The Outer LoopPart 2 · The Generator

Creativity Is Positive Hallucination

Negative hallucination is a lie. Positive hallucination is a true thing nobody had said yet — and a verifier is all that stands between them.

MH

Markus Hav

Lead Researcher, Agents · June 14, 2026

Abstract

This is the generator of the outer loop. Before a self-improving system can sort, keep, or compound anything, it has to reach — produce a surprising move worth keeping — and reaching is the very faculty we have spent three years trying to suppress. Hallucination is not one phenomenon but two, sharing a mechanism and differing only in sign. Negative hallucination is confident falsehood, the thing we are right to fear. Positive hallucination is the true-but-unexpected, the thing we call creativity when a human does it and a bug when a machine does it. The claim here is that creativity and error are the same act with opposite outcomes; that the only thing dividing them is a check applied after the fact; and that an outer loop lives or dies on its willingness to generate the first while ruthlessly sorting out the second. Turn the dreaming up. Turn the verifier up. Keep what survives. The mistake we are deleting and the genius we are chasing come from the same place.

A Photograph of a Dog

Show a model a picture of a dog and ask it what it is looking at. Here are three answers it could give.

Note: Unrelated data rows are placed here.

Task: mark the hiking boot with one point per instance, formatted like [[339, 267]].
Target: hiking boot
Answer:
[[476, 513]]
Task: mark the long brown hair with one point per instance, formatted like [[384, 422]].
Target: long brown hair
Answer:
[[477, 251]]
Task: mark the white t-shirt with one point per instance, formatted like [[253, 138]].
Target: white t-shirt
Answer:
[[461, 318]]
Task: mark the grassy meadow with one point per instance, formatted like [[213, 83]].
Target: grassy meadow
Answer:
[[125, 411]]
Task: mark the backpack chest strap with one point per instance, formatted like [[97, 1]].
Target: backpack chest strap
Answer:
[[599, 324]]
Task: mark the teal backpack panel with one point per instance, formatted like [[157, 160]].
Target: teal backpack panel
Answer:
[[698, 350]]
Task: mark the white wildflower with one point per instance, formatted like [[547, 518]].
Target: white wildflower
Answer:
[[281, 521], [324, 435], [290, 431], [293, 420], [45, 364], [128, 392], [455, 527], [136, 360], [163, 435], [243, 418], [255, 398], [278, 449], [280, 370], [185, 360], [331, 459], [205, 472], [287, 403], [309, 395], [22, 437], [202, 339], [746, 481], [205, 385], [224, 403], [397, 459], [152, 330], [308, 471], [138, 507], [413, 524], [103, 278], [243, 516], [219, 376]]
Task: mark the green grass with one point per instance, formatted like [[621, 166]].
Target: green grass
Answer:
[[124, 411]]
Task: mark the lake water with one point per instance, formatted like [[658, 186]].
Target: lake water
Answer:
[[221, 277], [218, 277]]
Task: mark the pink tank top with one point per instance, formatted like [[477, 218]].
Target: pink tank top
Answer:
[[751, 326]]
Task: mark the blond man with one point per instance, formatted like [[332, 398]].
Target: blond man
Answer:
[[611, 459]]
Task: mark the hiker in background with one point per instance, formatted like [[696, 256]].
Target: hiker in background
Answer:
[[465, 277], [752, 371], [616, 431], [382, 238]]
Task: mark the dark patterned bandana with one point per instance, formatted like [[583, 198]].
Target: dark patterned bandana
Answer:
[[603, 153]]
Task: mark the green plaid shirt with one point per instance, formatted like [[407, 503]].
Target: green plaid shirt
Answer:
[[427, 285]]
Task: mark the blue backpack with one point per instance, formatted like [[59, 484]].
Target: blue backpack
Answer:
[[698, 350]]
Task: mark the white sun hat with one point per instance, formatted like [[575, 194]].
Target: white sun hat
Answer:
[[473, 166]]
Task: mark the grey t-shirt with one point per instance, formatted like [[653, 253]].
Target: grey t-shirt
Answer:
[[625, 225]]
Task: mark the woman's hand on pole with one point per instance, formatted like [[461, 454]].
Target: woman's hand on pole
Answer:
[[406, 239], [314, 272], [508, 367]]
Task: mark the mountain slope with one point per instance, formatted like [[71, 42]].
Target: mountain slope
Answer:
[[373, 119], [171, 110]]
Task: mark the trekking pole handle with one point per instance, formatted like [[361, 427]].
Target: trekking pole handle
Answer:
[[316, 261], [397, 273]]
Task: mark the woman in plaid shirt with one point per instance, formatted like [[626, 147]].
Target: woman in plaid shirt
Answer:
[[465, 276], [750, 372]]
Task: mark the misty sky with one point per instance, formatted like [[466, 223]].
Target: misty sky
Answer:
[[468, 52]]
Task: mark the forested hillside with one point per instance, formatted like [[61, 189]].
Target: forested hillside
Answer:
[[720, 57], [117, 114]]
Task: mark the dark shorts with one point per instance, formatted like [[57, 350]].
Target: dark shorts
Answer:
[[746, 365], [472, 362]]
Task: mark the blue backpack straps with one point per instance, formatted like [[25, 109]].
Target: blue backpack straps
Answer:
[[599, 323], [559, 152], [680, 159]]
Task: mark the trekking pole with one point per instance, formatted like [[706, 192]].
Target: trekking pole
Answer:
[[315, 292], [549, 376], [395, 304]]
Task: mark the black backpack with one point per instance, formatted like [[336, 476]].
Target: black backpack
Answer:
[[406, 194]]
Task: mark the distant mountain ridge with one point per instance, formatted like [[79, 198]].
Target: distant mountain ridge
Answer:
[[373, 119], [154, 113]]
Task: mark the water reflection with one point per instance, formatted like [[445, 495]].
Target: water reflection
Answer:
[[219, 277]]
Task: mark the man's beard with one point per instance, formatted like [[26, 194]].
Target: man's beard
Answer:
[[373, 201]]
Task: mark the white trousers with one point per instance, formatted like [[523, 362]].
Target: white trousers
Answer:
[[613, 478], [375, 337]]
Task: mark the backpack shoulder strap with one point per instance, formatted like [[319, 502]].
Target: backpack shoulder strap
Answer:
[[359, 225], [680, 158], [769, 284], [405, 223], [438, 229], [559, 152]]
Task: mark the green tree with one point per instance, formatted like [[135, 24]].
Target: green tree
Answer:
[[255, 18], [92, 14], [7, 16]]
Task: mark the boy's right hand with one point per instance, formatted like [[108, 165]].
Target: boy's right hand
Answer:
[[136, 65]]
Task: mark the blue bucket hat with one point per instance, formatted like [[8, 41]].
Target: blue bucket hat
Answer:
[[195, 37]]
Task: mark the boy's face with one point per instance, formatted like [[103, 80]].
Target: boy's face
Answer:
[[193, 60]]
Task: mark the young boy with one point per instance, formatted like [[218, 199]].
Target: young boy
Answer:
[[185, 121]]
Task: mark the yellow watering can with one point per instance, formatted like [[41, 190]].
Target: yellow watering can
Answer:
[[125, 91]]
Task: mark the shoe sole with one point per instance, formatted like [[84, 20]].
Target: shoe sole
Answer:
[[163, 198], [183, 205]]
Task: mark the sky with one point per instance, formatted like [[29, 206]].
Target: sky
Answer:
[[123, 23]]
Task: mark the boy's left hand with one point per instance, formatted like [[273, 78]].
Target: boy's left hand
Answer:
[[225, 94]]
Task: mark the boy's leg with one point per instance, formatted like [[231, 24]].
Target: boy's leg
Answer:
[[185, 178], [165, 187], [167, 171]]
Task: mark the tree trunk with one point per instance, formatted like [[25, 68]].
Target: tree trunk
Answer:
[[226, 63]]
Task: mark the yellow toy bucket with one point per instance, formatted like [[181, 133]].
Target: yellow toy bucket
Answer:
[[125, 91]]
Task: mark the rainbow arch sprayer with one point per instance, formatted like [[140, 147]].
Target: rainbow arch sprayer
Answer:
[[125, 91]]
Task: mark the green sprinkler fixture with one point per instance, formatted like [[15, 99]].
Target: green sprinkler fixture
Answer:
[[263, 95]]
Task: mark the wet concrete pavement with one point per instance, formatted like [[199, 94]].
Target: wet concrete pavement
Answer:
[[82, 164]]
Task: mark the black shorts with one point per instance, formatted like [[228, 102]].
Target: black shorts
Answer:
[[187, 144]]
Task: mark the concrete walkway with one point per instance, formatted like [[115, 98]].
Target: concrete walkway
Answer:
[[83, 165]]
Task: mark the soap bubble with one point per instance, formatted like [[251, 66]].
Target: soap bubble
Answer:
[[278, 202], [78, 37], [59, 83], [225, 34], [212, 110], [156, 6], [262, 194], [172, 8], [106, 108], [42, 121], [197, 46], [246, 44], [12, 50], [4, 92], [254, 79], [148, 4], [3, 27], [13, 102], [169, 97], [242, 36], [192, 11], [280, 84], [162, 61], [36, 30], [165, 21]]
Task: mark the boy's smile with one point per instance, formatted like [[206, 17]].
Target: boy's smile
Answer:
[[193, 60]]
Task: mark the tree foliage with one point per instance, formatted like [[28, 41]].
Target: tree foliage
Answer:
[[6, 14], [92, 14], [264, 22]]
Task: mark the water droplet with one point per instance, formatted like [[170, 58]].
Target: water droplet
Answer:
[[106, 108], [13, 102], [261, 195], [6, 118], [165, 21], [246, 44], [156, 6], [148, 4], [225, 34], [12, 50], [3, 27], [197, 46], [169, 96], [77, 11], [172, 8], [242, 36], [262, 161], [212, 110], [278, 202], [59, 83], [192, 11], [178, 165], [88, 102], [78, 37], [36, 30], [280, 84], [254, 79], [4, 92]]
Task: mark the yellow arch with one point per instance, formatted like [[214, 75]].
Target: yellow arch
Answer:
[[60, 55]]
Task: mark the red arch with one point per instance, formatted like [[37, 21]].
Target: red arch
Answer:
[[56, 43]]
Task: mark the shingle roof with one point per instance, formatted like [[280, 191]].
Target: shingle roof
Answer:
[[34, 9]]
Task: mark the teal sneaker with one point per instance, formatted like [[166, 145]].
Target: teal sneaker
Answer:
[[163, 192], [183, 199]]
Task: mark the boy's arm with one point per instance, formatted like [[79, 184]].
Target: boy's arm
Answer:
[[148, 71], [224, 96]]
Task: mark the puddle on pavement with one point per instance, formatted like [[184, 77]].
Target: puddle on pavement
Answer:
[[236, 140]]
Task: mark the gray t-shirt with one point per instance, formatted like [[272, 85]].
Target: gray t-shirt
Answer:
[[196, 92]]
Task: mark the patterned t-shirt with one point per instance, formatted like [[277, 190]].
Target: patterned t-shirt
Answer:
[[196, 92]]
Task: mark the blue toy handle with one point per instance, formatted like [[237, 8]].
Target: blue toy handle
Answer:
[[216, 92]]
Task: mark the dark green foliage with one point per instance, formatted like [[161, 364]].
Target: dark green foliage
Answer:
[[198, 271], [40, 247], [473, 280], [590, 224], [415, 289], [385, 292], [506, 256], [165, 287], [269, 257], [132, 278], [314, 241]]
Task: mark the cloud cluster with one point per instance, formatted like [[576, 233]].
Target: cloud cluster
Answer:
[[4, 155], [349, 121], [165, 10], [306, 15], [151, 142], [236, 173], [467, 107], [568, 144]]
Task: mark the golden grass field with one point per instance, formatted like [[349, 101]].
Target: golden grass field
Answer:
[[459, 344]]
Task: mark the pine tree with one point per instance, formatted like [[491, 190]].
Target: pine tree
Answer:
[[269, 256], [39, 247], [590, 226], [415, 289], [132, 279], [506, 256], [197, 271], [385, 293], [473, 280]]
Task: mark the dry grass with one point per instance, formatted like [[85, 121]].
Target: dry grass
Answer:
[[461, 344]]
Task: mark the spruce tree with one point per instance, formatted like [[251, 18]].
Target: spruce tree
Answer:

One Photograph, Three Captions

A model is shown a picture of a dog. Every caption below is produced the same way — by sampling the next likely word. Only one of them is false.

Neutral

"It is a dog."

True. Expected. You learned nothing.

Negative

"It is a cat."

False. The textbook hallucination.

Positive

"It is a wolf that chose us — a predator we spent thirty thousand years turning into the one animal that reads a human face better than a chimpanzee can."

True. Unexpected. You will remember it.

All three describe the same pixels. Only the middle one is wrong. But notice what the other two are doing, because the usual conversation about hallucination cannot see the difference between them. The first answer is correct. The third answer is also correct — and it is not remotely the same kind of thing. One is a label. The other is an idea. One closes the question; the other opens three more. If a person said the first, you would nod. If a person said the third, you would call them creative.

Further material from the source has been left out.